May 10, 2023
On Wednesday, 10 May 2023 at 16:09:53 UTC, Commander Zot wrote:
> how often do you need the _exact_ column? or to rephrase it, wouldn't column divided by 2 or 3 be good enough to figure out where an error happened?

The column is needed in every error message when the option `-vcolumns` is activated. It really has to be the right number.


May 10, 2023
On Wednesday, 10 May 2023 at 17:16:23 UTC, max haughton wrote:
> I also don't see why its a perf issue?

I can imagine something like compiling the entire linux kernel at once being a big ask, but it doesn't require any physical memory - the array can be offsets into discardable pages of memory mapped files (which would probably perform quite well in general).
May 10, 2023
On 5/10/2023 10:16 AM, max haughton wrote:
> I also don't see why its a perf issue?

Every time the line number is needed, the file source has to be scanned from the start of the file source. Line numbers are needed not just for error messages, but for symbolic debug info. Generally debug compiles should be fast.

Scanning the source files also faults them into memory.

If one does a table of pairs of fileoffsets/linenumbers, that will speed things up, but at a cost of 8 bytes per code line. Also the binary search needed for referencing it, which will cause the array to be faulted into memory.
May 11, 2023

On Wednesday, 10 May 2023 at 20:21:18 UTC, Walter Bright wrote:

>

On 5/10/2023 10:16 AM, max haughton wrote:

>

I also don't see why its a perf issue?

Every time the line number is needed, the file source has to be scanned from the start of the file source. Line numbers are needed not just for error messages, but for symbolic debug info. Generally debug compiles should be fast.

Approximately once or never per symbol in a pattern that is probably mostly linear (i.e. why do it from scratch all time?).

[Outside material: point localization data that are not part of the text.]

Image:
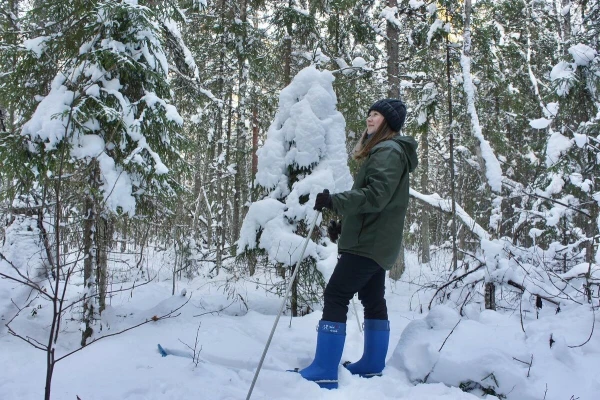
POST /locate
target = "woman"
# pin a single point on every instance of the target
(371, 234)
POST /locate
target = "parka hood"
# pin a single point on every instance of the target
(409, 145)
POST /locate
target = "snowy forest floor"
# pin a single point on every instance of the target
(231, 335)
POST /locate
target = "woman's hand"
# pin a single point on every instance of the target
(334, 229)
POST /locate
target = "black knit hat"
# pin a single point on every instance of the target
(393, 110)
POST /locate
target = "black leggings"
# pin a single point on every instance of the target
(353, 274)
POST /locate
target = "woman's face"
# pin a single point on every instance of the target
(374, 120)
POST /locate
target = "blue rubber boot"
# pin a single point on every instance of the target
(377, 339)
(330, 344)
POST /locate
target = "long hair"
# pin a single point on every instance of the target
(364, 145)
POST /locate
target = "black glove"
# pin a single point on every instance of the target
(323, 201)
(334, 229)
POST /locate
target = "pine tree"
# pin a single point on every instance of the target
(303, 154)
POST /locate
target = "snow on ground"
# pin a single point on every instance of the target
(231, 341)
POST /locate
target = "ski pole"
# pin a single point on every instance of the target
(289, 287)
(356, 313)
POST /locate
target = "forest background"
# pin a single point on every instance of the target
(130, 126)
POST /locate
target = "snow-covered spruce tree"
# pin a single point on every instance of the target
(106, 124)
(304, 153)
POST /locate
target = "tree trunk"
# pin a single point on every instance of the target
(391, 45)
(240, 142)
(90, 251)
(490, 296)
(451, 140)
(424, 170)
(103, 229)
(399, 266)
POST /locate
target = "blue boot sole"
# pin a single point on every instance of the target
(324, 384)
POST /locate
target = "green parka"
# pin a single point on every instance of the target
(373, 210)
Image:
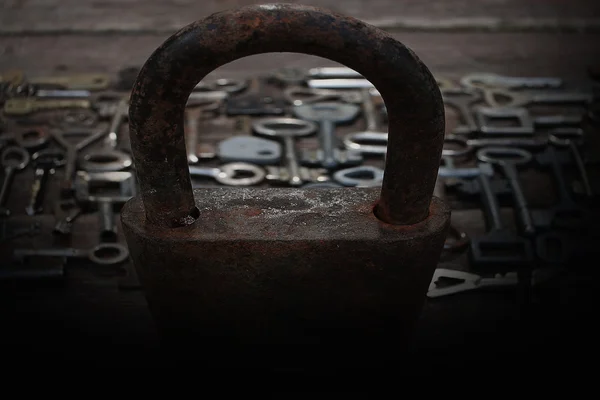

We live in a world where we can parse gigabytes of JSON per second (https://github.com/simdjson/simdjson), it can be made fast. We can fit most full western names in a SIMD register now, even.

>

Scanning the source files also faults them into memory.

As does parsing them. If aren't going to use it except for a burst at the beginning and the end you can tell the kernel as much very easily and it can use the physical side of the memory map for something else.

Building some of the code we have at Symmetry literally takes up all the memory on my machine, its not the files.

Overarching point here is that it needs to be measured properly.

I would also like to point out that making Loc smaller is basically tittle-tattle at the scale of dmd's memory allocation at the moment. It only feels good in the numbers Dennis posted because (in relative terms) druntime doesn't stress the compiler that much, and (in absolute terms) dmd is still allocating way too many objects overall.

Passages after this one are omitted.